By Michael Shank

Michael Shank is a theatre artist who served as a conference facilitator at Focus on South Asia, a ‘youth peace conference’ organised by the Youth Initiative for Peace in Lahore in mid-December 2002. The conference was attended by 35 girls and boys from all the member countries of SAARC except India, because of visa complications. Here, Shank describes a visit to the Wagah-Attari border from the Pakistani side:

We visited the border between Pakistan and India on the last day of the conference; a border heavily guarded by each country. In fact, every day at 1600 hours the Pakistan and Indian military ‘face-off’ in a show of bravado, might and resistance. Thousands of people apparently flock to the border each day to chant, cheer, yell, hold candles, weep and wave as the military stomps, frowns and celebrates the divisiveness the border has created.

We were advised to keep a low profile at the border. Our conference hosts (the human rights commission of Pakistan and two powerful women’s rights organisations in Lahore) had asked us to refrain from singing, performing street theatre or chanting freedom poetry because they were already banned from the border due to similar expression and were fearful that if we became loud and unruly, our association with them might provoke more restrictive action from the government against them.

We agreed to this request. Oddly though, after we arrived at the border and witnessed the angry nationalistic chants and slogans we were overwhelmed with silence and tears. Our willingness to keep a low profile aptly suited our quieter, visceral reaction to the militaristic fervour so pervasive at the border. The contrast was almost too much to bear. The entire week leading up to the border visit had been spent with passionate and dedicated peace workers (including organisers and participants) and now we were surrounded by the hatred of government propaganda that was dividing people with a shared history; people that enjoyed similar music, savour-ed similar food, delighted in similar dance and paraded on similar landscape.

Approaching the white line that divided the two countries I stopped to wave at the Indians standing far on the other side. Pakistan officials quickly ushered me down the path, not wanting me to offer such friendliness during their show of guarded nationalism.

A reporter from Geo, a new private TV channel, showed up at the border to broadcast our visit. They asked if I would be willing to speak. What was I to say? There I stood, donning the local Punjabi clothing of a salwar kameez, at the border between Pakistan and India where nationalism and machismo run high. “What do you suggest we do about this border conflict?”

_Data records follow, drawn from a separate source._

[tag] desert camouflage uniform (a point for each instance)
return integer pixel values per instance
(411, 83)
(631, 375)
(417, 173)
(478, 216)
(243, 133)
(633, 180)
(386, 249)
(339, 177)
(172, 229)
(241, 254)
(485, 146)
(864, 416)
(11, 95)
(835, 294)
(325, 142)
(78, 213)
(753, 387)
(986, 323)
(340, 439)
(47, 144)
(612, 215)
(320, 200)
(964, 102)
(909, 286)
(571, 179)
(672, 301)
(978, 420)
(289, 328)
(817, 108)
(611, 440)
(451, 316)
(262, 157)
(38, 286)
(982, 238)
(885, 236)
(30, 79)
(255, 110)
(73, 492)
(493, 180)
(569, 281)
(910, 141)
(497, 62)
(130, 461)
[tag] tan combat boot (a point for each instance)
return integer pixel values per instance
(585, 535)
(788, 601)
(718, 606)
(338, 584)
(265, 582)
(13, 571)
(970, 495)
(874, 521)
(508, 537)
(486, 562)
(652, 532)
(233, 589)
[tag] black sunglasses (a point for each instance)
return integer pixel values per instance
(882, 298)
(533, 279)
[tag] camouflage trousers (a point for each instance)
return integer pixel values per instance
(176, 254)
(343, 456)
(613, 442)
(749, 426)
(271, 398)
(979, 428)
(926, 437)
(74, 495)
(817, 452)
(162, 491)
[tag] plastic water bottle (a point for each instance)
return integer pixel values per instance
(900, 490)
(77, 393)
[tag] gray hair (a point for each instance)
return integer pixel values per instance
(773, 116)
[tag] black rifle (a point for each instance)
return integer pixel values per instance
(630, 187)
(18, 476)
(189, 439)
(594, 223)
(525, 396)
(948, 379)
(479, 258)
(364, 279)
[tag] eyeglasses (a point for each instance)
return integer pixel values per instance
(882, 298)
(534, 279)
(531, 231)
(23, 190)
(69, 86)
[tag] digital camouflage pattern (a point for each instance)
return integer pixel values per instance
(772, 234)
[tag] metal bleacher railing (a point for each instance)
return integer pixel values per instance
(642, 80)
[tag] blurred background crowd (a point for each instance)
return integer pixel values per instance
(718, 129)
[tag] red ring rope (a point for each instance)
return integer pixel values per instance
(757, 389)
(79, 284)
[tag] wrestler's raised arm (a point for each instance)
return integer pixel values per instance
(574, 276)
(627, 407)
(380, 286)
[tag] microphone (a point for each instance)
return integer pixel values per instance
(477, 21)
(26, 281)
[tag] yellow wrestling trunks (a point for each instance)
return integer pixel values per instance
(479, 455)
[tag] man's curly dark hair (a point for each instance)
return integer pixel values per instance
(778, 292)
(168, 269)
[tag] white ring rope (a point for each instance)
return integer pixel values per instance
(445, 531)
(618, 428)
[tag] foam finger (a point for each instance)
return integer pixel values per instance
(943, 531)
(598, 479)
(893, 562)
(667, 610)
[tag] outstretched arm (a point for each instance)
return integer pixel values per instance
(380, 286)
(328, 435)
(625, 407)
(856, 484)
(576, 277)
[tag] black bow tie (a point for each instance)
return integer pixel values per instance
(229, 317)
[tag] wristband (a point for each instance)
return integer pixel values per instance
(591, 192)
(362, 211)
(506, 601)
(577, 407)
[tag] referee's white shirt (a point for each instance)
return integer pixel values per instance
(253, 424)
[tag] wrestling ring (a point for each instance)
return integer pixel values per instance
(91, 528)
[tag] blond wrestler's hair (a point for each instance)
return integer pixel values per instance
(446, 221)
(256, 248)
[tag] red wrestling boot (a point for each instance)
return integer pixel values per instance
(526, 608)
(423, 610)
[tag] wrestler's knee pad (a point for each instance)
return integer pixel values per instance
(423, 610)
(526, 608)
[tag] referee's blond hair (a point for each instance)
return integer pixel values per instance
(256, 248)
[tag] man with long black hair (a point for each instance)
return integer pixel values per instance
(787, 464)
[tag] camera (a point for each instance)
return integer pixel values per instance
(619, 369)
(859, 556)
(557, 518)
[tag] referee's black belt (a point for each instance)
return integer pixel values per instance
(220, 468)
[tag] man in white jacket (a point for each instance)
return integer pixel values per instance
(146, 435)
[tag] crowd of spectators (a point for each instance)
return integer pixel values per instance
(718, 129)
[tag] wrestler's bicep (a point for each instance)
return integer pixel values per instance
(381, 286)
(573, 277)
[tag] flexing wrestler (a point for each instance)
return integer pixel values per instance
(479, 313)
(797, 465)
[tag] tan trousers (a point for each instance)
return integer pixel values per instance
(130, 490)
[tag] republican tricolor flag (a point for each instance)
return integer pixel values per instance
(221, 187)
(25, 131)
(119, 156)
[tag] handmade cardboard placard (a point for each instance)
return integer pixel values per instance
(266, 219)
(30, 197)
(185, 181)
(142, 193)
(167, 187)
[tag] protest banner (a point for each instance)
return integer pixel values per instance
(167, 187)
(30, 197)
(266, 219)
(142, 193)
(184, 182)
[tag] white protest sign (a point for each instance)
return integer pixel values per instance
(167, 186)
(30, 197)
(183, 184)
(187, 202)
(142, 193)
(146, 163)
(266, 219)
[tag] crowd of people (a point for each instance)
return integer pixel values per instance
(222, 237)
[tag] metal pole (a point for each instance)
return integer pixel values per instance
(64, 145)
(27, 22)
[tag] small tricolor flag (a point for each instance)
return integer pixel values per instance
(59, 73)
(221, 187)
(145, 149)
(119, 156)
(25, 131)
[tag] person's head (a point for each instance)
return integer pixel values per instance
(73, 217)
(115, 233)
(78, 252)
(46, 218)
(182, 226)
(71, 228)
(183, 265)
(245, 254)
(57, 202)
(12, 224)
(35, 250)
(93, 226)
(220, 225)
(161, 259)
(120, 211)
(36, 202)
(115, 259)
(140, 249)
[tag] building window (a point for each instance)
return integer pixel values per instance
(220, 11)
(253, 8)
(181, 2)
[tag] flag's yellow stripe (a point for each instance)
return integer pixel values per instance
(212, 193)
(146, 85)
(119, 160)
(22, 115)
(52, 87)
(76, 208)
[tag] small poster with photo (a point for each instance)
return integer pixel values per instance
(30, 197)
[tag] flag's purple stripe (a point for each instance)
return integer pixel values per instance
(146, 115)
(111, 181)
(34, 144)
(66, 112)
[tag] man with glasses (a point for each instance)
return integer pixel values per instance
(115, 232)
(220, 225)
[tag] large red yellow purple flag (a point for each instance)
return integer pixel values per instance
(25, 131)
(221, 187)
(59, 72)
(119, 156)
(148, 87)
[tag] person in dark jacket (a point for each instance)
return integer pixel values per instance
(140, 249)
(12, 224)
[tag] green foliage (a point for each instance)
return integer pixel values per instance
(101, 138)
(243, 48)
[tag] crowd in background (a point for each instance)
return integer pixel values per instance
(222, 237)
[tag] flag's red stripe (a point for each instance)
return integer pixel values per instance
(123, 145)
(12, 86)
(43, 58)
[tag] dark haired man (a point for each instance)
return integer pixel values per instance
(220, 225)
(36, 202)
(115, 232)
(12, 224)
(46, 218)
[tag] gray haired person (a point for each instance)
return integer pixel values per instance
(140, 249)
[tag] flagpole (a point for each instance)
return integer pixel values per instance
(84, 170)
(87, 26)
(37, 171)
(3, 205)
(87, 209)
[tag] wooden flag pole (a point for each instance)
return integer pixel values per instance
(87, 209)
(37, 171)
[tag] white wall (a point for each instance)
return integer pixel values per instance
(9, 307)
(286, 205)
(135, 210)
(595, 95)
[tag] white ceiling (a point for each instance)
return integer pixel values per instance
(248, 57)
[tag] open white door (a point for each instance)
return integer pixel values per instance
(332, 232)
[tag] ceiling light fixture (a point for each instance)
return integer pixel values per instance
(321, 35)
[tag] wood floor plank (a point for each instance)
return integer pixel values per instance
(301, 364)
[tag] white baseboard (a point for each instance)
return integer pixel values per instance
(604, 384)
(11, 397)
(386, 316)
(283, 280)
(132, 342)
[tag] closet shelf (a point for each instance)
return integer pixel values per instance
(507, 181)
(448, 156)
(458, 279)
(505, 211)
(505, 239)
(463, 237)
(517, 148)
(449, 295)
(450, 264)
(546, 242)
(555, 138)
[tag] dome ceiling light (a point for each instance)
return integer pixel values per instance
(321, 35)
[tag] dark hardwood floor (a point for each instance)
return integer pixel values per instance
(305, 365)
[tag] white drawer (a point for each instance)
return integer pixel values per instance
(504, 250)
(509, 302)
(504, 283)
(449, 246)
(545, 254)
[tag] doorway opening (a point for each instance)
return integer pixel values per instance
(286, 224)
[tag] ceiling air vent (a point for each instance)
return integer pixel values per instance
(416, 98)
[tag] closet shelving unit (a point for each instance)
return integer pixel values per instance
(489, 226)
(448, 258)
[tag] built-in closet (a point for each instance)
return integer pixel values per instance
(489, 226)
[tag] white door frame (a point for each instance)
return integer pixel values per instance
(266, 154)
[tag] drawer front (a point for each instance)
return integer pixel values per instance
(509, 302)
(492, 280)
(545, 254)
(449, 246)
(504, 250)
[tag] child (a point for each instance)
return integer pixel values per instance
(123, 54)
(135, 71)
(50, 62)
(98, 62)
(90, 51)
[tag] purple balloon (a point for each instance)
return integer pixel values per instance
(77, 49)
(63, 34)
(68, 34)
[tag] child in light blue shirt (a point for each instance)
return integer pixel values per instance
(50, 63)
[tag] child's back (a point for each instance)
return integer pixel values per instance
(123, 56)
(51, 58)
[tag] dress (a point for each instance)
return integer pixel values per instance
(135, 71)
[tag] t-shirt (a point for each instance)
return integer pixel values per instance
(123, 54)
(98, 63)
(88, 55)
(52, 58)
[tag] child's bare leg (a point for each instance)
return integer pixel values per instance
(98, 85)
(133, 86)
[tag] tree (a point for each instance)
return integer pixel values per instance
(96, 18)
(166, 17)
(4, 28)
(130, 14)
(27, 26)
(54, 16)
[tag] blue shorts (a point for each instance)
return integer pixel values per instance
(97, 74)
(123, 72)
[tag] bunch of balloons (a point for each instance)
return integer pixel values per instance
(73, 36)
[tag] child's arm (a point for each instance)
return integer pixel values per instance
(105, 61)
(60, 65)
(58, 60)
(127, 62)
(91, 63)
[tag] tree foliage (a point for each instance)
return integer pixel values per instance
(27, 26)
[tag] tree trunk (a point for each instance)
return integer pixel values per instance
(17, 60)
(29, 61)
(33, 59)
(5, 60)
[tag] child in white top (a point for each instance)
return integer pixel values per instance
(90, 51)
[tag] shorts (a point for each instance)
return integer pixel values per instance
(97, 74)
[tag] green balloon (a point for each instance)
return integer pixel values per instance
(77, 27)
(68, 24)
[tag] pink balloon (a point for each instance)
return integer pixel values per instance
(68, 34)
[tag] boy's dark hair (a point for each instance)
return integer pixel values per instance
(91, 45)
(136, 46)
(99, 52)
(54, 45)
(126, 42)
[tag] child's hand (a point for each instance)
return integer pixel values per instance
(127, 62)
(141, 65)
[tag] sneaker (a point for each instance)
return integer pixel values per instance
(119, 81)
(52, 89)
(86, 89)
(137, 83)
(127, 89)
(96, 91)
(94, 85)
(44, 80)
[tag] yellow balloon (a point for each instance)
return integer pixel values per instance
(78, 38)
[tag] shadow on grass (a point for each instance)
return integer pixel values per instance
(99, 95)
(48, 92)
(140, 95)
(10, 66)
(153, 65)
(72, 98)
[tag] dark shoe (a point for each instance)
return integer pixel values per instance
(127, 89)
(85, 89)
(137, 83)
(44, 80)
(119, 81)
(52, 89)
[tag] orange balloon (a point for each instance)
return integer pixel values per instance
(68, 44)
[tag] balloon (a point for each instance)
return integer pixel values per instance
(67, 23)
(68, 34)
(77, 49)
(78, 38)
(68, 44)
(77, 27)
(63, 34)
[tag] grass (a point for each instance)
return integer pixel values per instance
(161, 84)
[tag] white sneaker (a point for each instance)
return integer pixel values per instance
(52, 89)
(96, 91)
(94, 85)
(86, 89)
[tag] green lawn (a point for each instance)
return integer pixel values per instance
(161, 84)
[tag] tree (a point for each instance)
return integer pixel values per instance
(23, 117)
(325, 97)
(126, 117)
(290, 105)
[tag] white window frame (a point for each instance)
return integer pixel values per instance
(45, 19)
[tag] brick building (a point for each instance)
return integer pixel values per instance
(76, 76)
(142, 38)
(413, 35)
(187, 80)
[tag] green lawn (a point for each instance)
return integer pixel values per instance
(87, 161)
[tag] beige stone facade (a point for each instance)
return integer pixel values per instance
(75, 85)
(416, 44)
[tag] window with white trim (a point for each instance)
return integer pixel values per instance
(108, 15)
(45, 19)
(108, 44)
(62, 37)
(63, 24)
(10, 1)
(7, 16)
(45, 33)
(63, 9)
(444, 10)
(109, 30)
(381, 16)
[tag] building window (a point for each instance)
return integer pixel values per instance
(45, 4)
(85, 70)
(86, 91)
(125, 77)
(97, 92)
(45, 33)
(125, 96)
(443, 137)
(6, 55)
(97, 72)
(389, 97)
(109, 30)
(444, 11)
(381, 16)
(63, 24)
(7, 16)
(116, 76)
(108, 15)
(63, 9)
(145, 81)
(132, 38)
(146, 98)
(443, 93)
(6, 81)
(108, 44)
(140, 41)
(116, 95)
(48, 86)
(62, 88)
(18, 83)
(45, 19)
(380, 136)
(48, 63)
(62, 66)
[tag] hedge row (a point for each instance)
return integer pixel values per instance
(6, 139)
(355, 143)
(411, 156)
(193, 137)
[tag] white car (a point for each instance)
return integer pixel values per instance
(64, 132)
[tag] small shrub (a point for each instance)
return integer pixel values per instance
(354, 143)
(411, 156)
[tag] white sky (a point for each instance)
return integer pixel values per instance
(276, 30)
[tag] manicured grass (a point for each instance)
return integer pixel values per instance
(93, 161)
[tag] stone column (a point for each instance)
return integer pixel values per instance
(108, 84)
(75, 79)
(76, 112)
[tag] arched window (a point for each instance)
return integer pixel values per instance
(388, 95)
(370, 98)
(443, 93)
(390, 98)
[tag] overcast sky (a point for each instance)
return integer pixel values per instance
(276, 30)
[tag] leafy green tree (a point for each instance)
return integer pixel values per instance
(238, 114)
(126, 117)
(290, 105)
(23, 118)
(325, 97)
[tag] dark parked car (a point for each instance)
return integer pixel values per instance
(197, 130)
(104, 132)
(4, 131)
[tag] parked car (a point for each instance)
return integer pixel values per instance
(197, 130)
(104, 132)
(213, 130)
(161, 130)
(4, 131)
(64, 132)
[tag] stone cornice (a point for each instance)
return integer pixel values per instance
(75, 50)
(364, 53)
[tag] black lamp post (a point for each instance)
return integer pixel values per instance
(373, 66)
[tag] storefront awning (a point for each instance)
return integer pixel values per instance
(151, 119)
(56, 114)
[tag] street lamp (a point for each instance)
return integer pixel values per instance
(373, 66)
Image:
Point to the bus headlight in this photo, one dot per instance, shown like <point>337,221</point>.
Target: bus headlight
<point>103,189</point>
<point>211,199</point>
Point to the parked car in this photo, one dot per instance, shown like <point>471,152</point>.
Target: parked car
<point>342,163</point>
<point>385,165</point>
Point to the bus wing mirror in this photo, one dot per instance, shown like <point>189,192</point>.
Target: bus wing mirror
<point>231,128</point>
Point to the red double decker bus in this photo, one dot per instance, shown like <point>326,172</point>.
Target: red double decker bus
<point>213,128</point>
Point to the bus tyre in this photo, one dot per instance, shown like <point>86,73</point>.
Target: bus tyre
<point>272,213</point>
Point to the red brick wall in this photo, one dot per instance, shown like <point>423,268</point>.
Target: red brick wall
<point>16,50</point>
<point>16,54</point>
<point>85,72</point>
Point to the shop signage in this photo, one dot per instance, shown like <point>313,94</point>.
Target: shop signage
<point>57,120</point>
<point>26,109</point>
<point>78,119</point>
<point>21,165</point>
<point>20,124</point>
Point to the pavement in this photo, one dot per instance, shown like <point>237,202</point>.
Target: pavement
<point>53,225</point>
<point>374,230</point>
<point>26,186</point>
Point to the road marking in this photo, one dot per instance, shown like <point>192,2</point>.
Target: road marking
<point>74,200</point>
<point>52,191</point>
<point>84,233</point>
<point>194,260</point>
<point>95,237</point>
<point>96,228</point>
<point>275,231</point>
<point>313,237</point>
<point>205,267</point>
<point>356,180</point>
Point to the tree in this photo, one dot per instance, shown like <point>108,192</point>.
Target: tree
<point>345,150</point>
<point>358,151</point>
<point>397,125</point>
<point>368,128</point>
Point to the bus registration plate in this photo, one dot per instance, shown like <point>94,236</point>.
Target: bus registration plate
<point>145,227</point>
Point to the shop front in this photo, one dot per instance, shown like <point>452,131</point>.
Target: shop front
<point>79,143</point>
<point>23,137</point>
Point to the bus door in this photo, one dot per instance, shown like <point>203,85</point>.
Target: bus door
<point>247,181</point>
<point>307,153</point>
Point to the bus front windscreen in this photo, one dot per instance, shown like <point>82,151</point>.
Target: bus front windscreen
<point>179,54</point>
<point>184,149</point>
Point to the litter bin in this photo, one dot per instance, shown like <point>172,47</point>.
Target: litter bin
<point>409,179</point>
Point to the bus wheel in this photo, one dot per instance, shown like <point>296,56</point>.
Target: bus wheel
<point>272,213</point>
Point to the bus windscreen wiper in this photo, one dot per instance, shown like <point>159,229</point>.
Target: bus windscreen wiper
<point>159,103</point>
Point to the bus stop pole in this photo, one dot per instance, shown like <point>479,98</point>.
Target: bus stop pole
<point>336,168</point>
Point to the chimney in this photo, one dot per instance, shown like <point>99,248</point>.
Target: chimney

I thought awhile. I thought about the food I had eaten that week – remarkably similar to my experiences with Indian food. I remembered the music of the tabla player and the singer and the dancing that reminded me of Indian friends. Such seemingly common interests were divided by a barbed-wire fence, a fence that had thoughtlessly cut through houses and property 55 years ago dividing relatives and families. 55 years later relatives are still not permitted to speak with each other at the border. And, as I found out, even waving is discouraged.

I answered the reporter with the only suggestion I could muster – that amidst this militaristic zeal we should take the risk of conversing with each other Here At The Border. Why not provide Indians and Pakistanis the opportunity to communicate at the border? I was not suggesting that the governments lift the travel ban between the countries, nor was I suggesting that Pakistanis be able to cross over to Indian land or that the government allow Indians to traverse the big white line to enter Pakistan’s territory. (Though I think all of us believe these desperately need to happen.) I was merely suggesting that we take a small risk and transcend boundaries by talking across borders and hopefully, in the communicating of a common and shared love for music, dance and food, a better place and a better way could exist.

I realised that a handshake, a smile or ‘Assalaamu aleikum, tum kaise ho?’ was not dealing with the issue of nuclear weapons, terrorism or, in this case, the controversial issue of Kashmir. But good communication does imply that both sides are speaking truthfully and respectfully while (hopefully) attempting to understand the other side’s perspective. No longer is the simple recommendation that we Talk With Each Other an easy task but it is still a necessary and a very accomplishable one. Allowing Indians and Pakistanis to talk across the border at Attari/Wagah would definitely be something that could be done for peace.